Лишь в 1768 году монархическое правительство решило открыть в Эльзасе «школы с преподаванием французского языка»*. Видаль де Ла Блаш, повествующий об этом (Vidal de La Blache. La France de l’Est, I, vi), прибавляет: «Не стоит удивляться такому безразличию [к языковому вопросу]. Лучше извлечем из него урок. Оно возвышает нас над узкопристрастными понятиями, которые в дальнейшем привели к конфликтам между народами на почве языка. Оно переносит нас в те времена, когда иной дух царил в отношениях между людьми. Тогда еще не было языковых вопросов. Блажен XVIII век, когда война не порождала длительной ненависти, когда отрава национальной вражды не проникала беспрепятственно во все члены государственного организма, включая и школу». Выдающийся историк забывает, что государство позволяет отраве распространиться с согласия народов. Ведь именно народы или, по крайней мере, их образованные классы под руководством людей, профессионально владеющих пером, вот уже сто лет гордо противопоставляют себя друг другу по языковому и культурному признаку, рискуя когда-нибудь столкнуться с непредвиденными последствиями такого поведения – что мы и наблюдаем сейчас во Франции с ее эльзасскими проблемами.
Прим. С
О союзе капитализма, антисемитизма и антидемократизма с национализмом
Не будем заблуждаться насчет прочности некоторых таких союзов. Носители охранительных страстей поняли, какую выгоду сулит отождествление их с национальной страстью, позволяющее воспользоваться ее массовостью; мы допускаем даже, что они увлеклись собственной игрой и стали искренними в этом своем побуждении. Но тем не менее консерватизм (особенно капитализм) по сути есть нечто совершенно отличное от патриотизма, и отличие это, проявлениям которого в истории нет числа (сколько раз буржуазия заключала соглашения с внешним врагом, усматривая в этом свой интерес!), когда-нибудь может вновь обнаружиться со всей очевидностью [320] . Нетрудно представить себе французскую буржуазию, которая, полагая, что законодательство Республики создает слишком большую угрозу для ее собственности, обратилась бы против Франции. Впрочем, это уже стало реальностью: некоторые семейства в последние годы вывозят капиталы за границу. То же самое я скажу и о монархической страсти. Вполне вероятно, что какие-то носители этой страсти однажды примут решение вредить нации, раз и навсегда отвергшей угодный им государственный строй [321] . Я прихожу к выводу, что и это уже воплотилось в жизнь, коль скоро мы прочли публичное заявление писателя-монархиста: «От Шпре до Меконга весь мир знает, что Франция пребывает в состоянии слабости, граничащем с распадом» (Ж. Бенвиль). Однако такие побуждения пока еще исключительно редки, и те, кто их испытывает, отрицали бы – может быть, вполне искренне, – что они намерены вредить своей нации.
320
Перечитывая эти строки, автор был поражен, насколько они оказались пророческими. (Прим. в изд. 1946 г.)
321
См. письмо, направленное в ноябре 1937 года в «La Nouvelle Revue Francaise». (Прим. в изд. 1946 г.)
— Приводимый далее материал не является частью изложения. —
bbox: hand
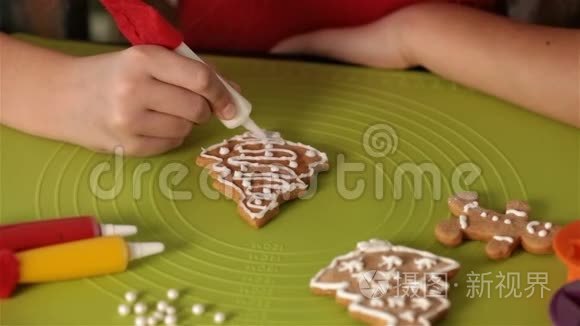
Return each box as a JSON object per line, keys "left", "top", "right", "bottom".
{"left": 66, "top": 45, "right": 236, "bottom": 156}
{"left": 271, "top": 8, "right": 418, "bottom": 69}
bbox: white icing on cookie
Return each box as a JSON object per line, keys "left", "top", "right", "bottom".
{"left": 506, "top": 209, "right": 527, "bottom": 217}
{"left": 411, "top": 298, "right": 431, "bottom": 311}
{"left": 218, "top": 147, "right": 230, "bottom": 155}
{"left": 369, "top": 298, "right": 384, "bottom": 308}
{"left": 459, "top": 215, "right": 468, "bottom": 230}
{"left": 526, "top": 221, "right": 540, "bottom": 234}
{"left": 399, "top": 310, "right": 415, "bottom": 322}
{"left": 463, "top": 201, "right": 479, "bottom": 213}
{"left": 480, "top": 212, "right": 488, "bottom": 218}
{"left": 387, "top": 296, "right": 405, "bottom": 309}
{"left": 199, "top": 132, "right": 328, "bottom": 220}
{"left": 378, "top": 255, "right": 403, "bottom": 270}
{"left": 538, "top": 230, "right": 548, "bottom": 237}
{"left": 493, "top": 236, "right": 514, "bottom": 244}
{"left": 338, "top": 259, "right": 364, "bottom": 273}
{"left": 504, "top": 219, "right": 512, "bottom": 225}
{"left": 414, "top": 258, "right": 437, "bottom": 270}
{"left": 305, "top": 150, "right": 316, "bottom": 158}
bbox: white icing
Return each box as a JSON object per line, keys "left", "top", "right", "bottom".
{"left": 414, "top": 258, "right": 437, "bottom": 270}
{"left": 370, "top": 298, "right": 384, "bottom": 308}
{"left": 387, "top": 297, "right": 405, "bottom": 309}
{"left": 379, "top": 255, "right": 403, "bottom": 270}
{"left": 480, "top": 212, "right": 487, "bottom": 218}
{"left": 538, "top": 230, "right": 548, "bottom": 237}
{"left": 399, "top": 310, "right": 415, "bottom": 322}
{"left": 309, "top": 239, "right": 459, "bottom": 325}
{"left": 526, "top": 221, "right": 540, "bottom": 234}
{"left": 218, "top": 147, "right": 229, "bottom": 155}
{"left": 411, "top": 298, "right": 432, "bottom": 311}
{"left": 463, "top": 201, "right": 479, "bottom": 213}
{"left": 199, "top": 132, "right": 328, "bottom": 220}
{"left": 544, "top": 222, "right": 552, "bottom": 230}
{"left": 338, "top": 259, "right": 364, "bottom": 273}
{"left": 493, "top": 236, "right": 514, "bottom": 244}
{"left": 492, "top": 216, "right": 499, "bottom": 222}
{"left": 504, "top": 219, "right": 512, "bottom": 225}
{"left": 459, "top": 215, "right": 468, "bottom": 230}
{"left": 506, "top": 209, "right": 527, "bottom": 217}
{"left": 305, "top": 150, "right": 316, "bottom": 158}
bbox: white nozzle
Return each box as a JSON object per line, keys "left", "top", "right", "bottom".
{"left": 127, "top": 242, "right": 165, "bottom": 261}
{"left": 100, "top": 224, "right": 138, "bottom": 237}
{"left": 174, "top": 43, "right": 265, "bottom": 136}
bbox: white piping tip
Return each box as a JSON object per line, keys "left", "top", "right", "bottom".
{"left": 100, "top": 224, "right": 138, "bottom": 237}
{"left": 127, "top": 242, "right": 165, "bottom": 261}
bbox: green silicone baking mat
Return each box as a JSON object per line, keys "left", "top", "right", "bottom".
{"left": 1, "top": 35, "right": 578, "bottom": 326}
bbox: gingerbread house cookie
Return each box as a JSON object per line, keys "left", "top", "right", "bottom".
{"left": 196, "top": 131, "right": 329, "bottom": 228}
{"left": 310, "top": 239, "right": 460, "bottom": 325}
{"left": 435, "top": 191, "right": 560, "bottom": 260}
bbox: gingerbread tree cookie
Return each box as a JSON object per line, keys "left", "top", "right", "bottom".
{"left": 435, "top": 191, "right": 560, "bottom": 260}
{"left": 196, "top": 131, "right": 329, "bottom": 228}
{"left": 310, "top": 239, "right": 460, "bottom": 326}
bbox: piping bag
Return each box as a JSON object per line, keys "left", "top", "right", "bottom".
{"left": 0, "top": 236, "right": 164, "bottom": 298}
{"left": 100, "top": 0, "right": 266, "bottom": 138}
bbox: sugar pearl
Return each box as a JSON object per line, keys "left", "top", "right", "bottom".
{"left": 191, "top": 303, "right": 205, "bottom": 316}
{"left": 544, "top": 222, "right": 552, "bottom": 230}
{"left": 213, "top": 312, "right": 226, "bottom": 324}
{"left": 289, "top": 161, "right": 298, "bottom": 169}
{"left": 125, "top": 290, "right": 138, "bottom": 303}
{"left": 504, "top": 219, "right": 512, "bottom": 225}
{"left": 233, "top": 171, "right": 242, "bottom": 178}
{"left": 135, "top": 316, "right": 147, "bottom": 326}
{"left": 165, "top": 305, "right": 176, "bottom": 315}
{"left": 538, "top": 230, "right": 548, "bottom": 237}
{"left": 166, "top": 289, "right": 179, "bottom": 301}
{"left": 492, "top": 216, "right": 499, "bottom": 222}
{"left": 271, "top": 166, "right": 280, "bottom": 172}
{"left": 480, "top": 212, "right": 487, "bottom": 218}
{"left": 163, "top": 314, "right": 177, "bottom": 326}
{"left": 305, "top": 150, "right": 316, "bottom": 158}
{"left": 263, "top": 187, "right": 271, "bottom": 194}
{"left": 265, "top": 151, "right": 273, "bottom": 157}
{"left": 156, "top": 301, "right": 168, "bottom": 312}
{"left": 147, "top": 316, "right": 158, "bottom": 326}
{"left": 134, "top": 302, "right": 147, "bottom": 315}
{"left": 118, "top": 303, "right": 131, "bottom": 316}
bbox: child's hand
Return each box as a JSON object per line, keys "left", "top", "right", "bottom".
{"left": 270, "top": 10, "right": 417, "bottom": 69}
{"left": 68, "top": 45, "right": 235, "bottom": 156}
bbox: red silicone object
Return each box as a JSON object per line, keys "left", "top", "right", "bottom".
{"left": 554, "top": 220, "right": 580, "bottom": 282}
{"left": 100, "top": 0, "right": 183, "bottom": 48}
У буржуазии есть и другой резон поддерживать национализм и страх войны. Эти чувства порождают в нации, так сказать, постоянный военный дух. Точнее, они порождают в народе готовность мириться с иерархией, исполнять приказы, повиноваться вышестоящим – т.е. качества, какие желают видеть в нем те, кто хочет, чтобы он продолжал им служить. Именно смутное сознание этой истины – причина того примечательного дурного настроения, которое одолевает буржуазию при всякой попытке сближения между народами, как бы ни преподносило ей такую попытку правительство. Это дурное настроение буржуазия объясняет по-своему: мол, наивно и неразумно верить в прекращение национальной вражды. В действительности же недовольство происходит от того, что буржуазия не хочет, чтобы вражда прекратилась. Она понимает, что за разжигание вражды заплатит жизнью своих сыновей, но не колеблясь идет на эту жертву, если такой ценой она может сохранить свое состояние [322] и свою власть над работающими на нее классами. В этом есть величие эгоизма, которому, быть может, никто еще не воздал должного.
322
Как не подивиться глубине Макиавелли, дающего правителю совет (<«Государь»,> гл. XVII): «Пуще всего надо воздерживаться от посягательств на имущество подданных; ибо люди скорее забудут смерть отца, чем потерю наследства».